The explained variance of predictors used in the linear models was computed using the method of hierarchical partitioning (Chevan and Sutherland 1991). The package hier.part was used for this computation procedure in R.
A generalized linear model with a Poisson distribution of the dependent variable was used while measuring the response of the species with ten or more individuals to the best selected predictors as implemented in CANODraw 4.0.
Results
The total number of trapped species of saproxylic beetles during the study was 132 (Table S2).
The response of saproxylic beetles to the area of deciduous woodlands showed significant response with the highest explained variance for the circle surrounding the trap in a 250-m radius (Fig. S1). This radius appears to reflect the level of the relative dispersal ability of saproxylic beetles from the viewpoint of possible practical measures in the landscape.

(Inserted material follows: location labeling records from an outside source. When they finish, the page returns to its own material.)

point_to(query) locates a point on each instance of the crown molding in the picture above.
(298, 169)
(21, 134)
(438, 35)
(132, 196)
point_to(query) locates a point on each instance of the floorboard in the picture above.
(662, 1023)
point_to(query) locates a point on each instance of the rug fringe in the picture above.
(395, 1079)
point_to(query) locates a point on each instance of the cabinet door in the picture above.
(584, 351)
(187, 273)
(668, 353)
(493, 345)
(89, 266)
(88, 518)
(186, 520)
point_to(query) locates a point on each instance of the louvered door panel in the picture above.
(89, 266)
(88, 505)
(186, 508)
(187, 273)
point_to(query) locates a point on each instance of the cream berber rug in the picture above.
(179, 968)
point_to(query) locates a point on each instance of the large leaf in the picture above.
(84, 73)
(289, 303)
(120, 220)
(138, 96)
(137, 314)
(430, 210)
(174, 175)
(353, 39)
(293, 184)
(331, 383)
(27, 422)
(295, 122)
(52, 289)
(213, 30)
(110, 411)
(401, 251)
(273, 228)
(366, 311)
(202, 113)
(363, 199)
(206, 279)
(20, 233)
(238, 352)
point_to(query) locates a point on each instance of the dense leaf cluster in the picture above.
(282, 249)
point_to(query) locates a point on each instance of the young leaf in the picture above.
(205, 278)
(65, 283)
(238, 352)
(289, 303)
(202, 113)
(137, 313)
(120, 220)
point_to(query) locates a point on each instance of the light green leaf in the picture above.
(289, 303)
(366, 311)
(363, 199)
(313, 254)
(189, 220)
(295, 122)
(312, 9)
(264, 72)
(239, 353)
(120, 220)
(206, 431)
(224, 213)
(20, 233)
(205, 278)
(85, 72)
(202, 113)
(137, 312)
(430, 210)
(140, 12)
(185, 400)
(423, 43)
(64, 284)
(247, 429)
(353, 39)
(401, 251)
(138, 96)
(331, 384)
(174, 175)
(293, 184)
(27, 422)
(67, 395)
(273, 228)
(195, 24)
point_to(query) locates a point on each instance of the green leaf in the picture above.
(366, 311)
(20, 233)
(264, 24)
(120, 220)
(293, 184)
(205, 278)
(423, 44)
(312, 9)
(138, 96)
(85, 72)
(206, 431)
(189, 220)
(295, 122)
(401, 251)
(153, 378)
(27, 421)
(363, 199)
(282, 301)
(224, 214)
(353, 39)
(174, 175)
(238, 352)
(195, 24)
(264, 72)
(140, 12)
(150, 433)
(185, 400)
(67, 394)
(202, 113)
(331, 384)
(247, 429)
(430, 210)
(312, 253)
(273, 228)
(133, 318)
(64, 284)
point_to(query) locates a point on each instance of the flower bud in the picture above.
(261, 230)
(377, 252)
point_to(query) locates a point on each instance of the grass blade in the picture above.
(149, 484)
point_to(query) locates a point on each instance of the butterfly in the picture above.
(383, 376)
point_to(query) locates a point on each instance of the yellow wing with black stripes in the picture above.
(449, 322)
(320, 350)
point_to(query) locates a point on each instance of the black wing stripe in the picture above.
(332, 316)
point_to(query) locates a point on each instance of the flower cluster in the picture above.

Canopy openness explained most of the total explained variance (24.26 %), the percentage expressed by deciduous woodlands in the surroundings was also relatively high (22.60 %), and the representation of old fruit trees explained 17.46 % of the variance (Fig. 1; Table S3) in the initial linear model.
Only one linear model had a ∆AICc < 2 and this best linear model (AICc = 164.92) was with canopy openness and deciduous woodlands as the only predictors (Table S4). The initial linear model that included all predictors had a lower adjusted explained variance (adj. R 2) with respect to the final linear model and AIC was worse (higher) in the case of the initial linear model with the inclusion of old fruit trees (Tables S3; S4).
The results of the final linear model showed that species richness of saproxylic beetles in traditional fruit orchards increased with increasing canopy openness (i.e., sun exposure) and increasing deciduous woodlands cover in the surroundings (Table S4; Fig. 2).
Guilds, red list status, and families
Most saproxylic species were associated with old dead wood (65 species), followed by those that preferred fresh dead wood (35), fungi (21), mold (6), and those with miscellaneous relationship to the dead wood (5).
Thirteen percent of the trapped species (i.e., 17 species) are red-listed in the territory of the Czech Republic (Farkac et al. 2005)—two of which are critically endangered (Leiestes seminiger: Endomychidae and Siagonium humerale: Staphylinidae), two are endangered (Dromaeolus barnabita and Eucnemis capucina: Melasidae), eight are vulnerable (Scolytus pygmaeus: Curculionidae, Melanotus crassicolis: Elateridae, Anisoxya fuscula: Melandryidae, Mycetophagus fulvicollis and M. populi: Mycetophagidae, Euryusa sinuata and Hesperus rufipennis: Staphylinidae, and Prionychus melanarius: Tenebrionidae), and five are nearly threatened (Tropideres albirostris: Anthribidae, Saphanus piceus: Cerambycidae, Ampedus glycereus and A. nigroflavus: Elateridae, and Scraptia fuscula: Scraptiidae).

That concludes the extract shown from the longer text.